Mrs. Sylvia Heal (Halesowen and Rowley Regis): I welcome new clause 3 and support the proposal to include step-parents, grandparents and foster parents in the provision. My hon. Friend the Minister referred to the anxieties that I and others expressed on Second Reading and in Committee about the fact that parents were not specifically mentioned in the Bill. The omission was not deliberate, but the new clause gives us an opportunity to rectify a clear oversight.
It has already been said that the Children Act 1989 and the Carers (Recognition and Services) Act 1995 provide for services for disabled children. It is right that the needs of disabled children are met specifically by a children's service. In many cases, that service is more than adequate for their needs. However, parents and their needs are increasingly overlooked--we know that through information we have received from the Carers National Association and Contact a Family. Both organisations expressed anxiety about those who undertake considerable responsibilities for their children over a long period. Those of us who are fortunate enough to be the parents of healthy children realise that while responsibilities do not disappear completely as they grow older, they decrease. That is rarely the case for parents of children with disabilities.
Contact a Family has stressed the importance of the fact that many disabled children have complex needs, many have more than one disability and many have severe behavioural problems. Let us stop for a moment and consider what that might mean for the parents, not occasionally, but every day of those children's lives. To highlight that, I shall refer to two examples, one of which concerns a young child. We readily think of young children as being in need of parental care, but we should remember that parents of disabled children, even when the children become adults with disabilities, continue to have responsibilities.
The new clause allows parent carers to receive the same rights to assessment and services as all other carers. That sense of equality and social justice must run through legislation of this kind. I welcome the change, and the new clause. I also agree with my hon. Friend the Member for Harrow, West (Mr. Thomas) that we should consider the position of step-parents and grandparents. In many instances circumstances change and it is left to people other than the natural parents to care for children.
Mr. Paul Burstow (Sutton and Cheam): I shall be brief, but I want to pick up a point made by the right hon. Member for Bromley and Chislehurst (Mr. Forth). We discussed the issues of tribunals and appeals in Committee, partly as a result of an amendment tabled by Opposition Front Benchers. The assessment process leads to a care plan, and we ascertained from the Minister that there would be a separate care plan for the carer. That important distinction also arose from the Carers (Recognition and Services) Act 1995.
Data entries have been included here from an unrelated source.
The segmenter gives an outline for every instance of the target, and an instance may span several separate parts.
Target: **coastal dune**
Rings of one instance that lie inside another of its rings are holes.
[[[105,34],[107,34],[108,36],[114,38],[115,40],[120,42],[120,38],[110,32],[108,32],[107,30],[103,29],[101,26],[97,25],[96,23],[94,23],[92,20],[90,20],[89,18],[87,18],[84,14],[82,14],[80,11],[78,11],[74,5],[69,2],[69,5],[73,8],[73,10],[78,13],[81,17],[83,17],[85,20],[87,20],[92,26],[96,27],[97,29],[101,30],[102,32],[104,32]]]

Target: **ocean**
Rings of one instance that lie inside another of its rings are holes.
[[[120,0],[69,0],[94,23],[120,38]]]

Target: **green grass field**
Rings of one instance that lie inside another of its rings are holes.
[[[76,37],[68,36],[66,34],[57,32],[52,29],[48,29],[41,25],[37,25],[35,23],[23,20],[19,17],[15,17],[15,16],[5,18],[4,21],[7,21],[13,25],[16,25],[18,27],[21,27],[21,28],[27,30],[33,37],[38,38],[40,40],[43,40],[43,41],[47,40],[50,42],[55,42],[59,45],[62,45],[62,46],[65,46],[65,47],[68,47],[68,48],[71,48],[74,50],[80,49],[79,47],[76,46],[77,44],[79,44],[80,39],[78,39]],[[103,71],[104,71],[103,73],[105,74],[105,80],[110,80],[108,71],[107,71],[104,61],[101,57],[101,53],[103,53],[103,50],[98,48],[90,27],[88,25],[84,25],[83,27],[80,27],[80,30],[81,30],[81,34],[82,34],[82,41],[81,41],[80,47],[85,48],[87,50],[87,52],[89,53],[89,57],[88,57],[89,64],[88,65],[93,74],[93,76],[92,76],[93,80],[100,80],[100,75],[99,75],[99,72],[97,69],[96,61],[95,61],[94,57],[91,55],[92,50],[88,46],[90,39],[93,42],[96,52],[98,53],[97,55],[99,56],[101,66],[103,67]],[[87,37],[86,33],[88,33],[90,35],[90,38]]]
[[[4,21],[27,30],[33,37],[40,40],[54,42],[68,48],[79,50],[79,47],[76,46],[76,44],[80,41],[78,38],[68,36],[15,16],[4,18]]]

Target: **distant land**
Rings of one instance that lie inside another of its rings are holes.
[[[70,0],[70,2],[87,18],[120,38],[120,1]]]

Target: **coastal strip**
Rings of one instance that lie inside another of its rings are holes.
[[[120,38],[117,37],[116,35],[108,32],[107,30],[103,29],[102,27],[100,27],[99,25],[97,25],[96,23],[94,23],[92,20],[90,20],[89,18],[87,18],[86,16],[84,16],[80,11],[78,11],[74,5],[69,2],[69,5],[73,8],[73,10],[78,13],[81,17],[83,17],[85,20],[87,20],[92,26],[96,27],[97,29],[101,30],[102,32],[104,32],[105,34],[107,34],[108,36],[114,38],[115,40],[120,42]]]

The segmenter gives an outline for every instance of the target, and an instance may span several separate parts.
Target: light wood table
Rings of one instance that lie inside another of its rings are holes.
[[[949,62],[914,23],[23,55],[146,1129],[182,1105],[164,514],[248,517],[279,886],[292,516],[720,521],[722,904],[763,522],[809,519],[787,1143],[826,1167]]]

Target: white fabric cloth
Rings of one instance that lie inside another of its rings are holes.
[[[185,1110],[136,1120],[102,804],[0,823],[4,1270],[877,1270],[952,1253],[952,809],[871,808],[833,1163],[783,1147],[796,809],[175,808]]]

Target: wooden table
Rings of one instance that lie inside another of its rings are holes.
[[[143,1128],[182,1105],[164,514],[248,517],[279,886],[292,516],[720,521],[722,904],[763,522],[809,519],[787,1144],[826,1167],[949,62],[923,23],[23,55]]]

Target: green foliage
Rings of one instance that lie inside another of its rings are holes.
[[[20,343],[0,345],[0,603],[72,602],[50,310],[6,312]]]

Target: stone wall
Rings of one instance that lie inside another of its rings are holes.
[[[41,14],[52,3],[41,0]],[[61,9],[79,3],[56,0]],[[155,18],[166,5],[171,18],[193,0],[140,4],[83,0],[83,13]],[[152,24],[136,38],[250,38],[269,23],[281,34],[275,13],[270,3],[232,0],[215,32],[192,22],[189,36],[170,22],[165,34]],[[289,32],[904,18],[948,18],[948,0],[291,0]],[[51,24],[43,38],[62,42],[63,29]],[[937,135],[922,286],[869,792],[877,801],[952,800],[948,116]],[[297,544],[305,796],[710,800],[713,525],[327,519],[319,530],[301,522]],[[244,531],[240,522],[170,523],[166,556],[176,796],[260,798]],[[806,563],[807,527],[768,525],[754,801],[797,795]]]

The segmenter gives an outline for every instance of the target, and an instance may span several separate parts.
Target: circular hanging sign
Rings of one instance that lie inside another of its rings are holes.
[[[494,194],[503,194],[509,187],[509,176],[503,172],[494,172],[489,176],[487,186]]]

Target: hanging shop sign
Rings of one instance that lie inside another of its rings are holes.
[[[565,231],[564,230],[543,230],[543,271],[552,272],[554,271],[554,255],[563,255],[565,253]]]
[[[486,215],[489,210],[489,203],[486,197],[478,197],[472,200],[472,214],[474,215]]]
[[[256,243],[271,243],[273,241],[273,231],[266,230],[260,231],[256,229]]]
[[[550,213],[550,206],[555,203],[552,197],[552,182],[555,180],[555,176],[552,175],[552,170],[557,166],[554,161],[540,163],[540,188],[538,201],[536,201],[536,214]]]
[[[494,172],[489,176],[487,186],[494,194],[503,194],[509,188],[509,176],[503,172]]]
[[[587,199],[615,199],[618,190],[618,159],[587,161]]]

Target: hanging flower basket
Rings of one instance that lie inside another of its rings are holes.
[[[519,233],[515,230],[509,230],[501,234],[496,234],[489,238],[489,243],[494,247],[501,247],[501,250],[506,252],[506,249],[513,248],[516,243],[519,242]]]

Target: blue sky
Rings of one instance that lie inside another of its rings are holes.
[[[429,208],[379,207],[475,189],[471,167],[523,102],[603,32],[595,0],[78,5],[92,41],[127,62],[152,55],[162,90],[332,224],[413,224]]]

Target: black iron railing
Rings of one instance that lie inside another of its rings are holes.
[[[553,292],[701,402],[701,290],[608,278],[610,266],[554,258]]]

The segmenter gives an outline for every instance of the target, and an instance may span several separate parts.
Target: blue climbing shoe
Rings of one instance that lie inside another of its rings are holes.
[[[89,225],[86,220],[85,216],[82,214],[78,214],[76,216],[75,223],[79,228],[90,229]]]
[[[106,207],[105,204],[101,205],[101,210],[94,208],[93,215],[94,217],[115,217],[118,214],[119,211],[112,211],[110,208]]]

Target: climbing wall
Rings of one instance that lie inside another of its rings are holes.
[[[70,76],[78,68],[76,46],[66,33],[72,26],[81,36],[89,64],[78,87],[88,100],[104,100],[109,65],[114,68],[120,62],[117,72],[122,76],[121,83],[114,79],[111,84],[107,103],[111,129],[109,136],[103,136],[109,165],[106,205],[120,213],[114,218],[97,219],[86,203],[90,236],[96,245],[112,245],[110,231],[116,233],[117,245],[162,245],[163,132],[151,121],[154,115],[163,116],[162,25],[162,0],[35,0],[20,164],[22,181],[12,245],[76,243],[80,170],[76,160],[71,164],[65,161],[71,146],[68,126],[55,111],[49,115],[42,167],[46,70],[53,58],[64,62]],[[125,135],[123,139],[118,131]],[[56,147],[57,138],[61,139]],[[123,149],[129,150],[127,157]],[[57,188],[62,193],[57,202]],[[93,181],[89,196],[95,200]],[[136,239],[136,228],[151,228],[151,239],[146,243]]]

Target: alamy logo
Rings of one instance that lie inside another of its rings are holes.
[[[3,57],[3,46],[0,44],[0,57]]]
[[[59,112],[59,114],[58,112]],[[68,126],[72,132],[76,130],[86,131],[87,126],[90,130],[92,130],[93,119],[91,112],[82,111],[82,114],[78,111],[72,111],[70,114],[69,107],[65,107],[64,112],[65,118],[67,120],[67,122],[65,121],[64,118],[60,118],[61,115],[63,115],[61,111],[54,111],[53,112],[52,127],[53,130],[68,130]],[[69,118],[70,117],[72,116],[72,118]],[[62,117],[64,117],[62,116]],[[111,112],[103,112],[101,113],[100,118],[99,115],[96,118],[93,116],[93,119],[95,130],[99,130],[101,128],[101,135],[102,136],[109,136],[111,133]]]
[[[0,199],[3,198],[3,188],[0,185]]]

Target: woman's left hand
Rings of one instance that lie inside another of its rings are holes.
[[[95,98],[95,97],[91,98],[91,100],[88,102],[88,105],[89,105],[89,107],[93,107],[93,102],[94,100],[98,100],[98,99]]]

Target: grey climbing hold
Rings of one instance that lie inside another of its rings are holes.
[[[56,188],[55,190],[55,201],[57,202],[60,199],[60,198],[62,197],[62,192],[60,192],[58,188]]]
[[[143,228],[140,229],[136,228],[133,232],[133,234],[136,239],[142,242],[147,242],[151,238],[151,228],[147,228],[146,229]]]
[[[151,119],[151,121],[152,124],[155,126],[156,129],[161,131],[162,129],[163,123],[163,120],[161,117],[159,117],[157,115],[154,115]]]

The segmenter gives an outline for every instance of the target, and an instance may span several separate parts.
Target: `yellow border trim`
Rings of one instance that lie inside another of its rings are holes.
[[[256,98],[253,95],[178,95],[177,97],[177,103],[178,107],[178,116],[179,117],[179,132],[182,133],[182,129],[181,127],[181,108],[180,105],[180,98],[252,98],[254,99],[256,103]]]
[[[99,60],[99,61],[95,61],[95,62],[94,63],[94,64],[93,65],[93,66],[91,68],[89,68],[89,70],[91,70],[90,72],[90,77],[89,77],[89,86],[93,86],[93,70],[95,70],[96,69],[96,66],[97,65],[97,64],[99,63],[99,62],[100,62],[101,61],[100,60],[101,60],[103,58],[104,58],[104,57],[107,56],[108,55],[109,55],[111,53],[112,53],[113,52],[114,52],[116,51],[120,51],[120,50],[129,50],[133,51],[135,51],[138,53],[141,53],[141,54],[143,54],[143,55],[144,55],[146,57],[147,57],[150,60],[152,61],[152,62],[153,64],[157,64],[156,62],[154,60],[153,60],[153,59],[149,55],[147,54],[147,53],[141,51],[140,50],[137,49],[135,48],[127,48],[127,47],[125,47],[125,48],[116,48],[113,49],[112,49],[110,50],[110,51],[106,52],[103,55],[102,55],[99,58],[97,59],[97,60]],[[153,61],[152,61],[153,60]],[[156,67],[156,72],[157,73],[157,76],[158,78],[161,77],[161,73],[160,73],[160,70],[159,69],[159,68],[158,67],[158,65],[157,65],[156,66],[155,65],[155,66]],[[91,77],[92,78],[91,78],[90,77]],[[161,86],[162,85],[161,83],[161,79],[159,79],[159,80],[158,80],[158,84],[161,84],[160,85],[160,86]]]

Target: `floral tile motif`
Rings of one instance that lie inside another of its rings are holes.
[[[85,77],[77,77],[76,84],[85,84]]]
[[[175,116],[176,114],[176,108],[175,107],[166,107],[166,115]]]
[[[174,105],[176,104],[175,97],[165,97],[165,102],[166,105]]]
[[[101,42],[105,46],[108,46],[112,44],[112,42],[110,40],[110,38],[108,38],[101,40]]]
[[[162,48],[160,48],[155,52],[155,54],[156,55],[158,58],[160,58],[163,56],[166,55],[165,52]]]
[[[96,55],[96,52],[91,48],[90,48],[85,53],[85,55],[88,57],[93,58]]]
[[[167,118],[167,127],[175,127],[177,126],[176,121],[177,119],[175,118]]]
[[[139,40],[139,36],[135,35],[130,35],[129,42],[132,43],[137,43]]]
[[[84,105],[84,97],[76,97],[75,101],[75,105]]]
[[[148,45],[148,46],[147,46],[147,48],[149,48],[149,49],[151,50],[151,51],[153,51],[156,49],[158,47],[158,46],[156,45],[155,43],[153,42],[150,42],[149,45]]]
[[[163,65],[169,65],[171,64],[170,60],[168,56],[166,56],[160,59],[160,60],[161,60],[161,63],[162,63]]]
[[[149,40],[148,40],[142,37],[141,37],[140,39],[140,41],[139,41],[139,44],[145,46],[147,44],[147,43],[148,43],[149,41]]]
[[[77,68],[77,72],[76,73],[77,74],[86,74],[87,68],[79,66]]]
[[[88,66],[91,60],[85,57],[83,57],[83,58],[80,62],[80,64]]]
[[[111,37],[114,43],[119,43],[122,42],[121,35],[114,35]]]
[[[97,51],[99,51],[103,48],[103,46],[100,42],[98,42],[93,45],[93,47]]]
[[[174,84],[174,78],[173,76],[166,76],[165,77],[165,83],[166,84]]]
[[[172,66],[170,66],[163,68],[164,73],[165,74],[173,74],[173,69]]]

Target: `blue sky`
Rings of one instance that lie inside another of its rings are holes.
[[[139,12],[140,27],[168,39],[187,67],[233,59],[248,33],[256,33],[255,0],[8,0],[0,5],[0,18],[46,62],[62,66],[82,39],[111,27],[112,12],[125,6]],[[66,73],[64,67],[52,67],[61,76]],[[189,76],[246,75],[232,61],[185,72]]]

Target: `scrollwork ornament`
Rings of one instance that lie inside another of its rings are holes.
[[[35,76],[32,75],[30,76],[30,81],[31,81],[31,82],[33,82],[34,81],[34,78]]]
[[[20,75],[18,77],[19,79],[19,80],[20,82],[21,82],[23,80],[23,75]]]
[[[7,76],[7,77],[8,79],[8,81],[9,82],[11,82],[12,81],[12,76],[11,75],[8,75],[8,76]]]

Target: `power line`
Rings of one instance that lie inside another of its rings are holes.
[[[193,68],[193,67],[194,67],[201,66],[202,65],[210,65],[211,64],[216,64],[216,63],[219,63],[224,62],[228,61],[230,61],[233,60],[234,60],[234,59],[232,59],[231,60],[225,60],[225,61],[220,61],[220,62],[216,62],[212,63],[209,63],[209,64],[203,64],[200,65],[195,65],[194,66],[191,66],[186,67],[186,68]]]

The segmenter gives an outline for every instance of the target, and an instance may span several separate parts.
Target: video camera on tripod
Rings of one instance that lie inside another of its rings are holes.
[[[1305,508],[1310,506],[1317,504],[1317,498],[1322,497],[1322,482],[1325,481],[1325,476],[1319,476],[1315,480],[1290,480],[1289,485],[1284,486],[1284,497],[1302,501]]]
Because assessment is a never-ending process--because a cared-for person's needs change, and because a carer's needs may well change, possibly as a consequence of the needs of the cared-for person but also owing to his or her own circumstances--I am not convinced that a tribunal mechanism similar to the one applying to statements about special educational needs is applicable. What is essential is clear documentation: clear statements that can be used to contest the local authority's determination of what it proposes to offer through the care plan. There must be clear procedures for local authorities to operate so that carers can challenge statements in the care plan.
I welcome both the new clause and the amendments, which go a long way towards meeting the concerns raised on Second Reading and in Committee--especially the declaratory amendment which clarifies further the issue of whether parents with caring responsibilities for disabled children is covered.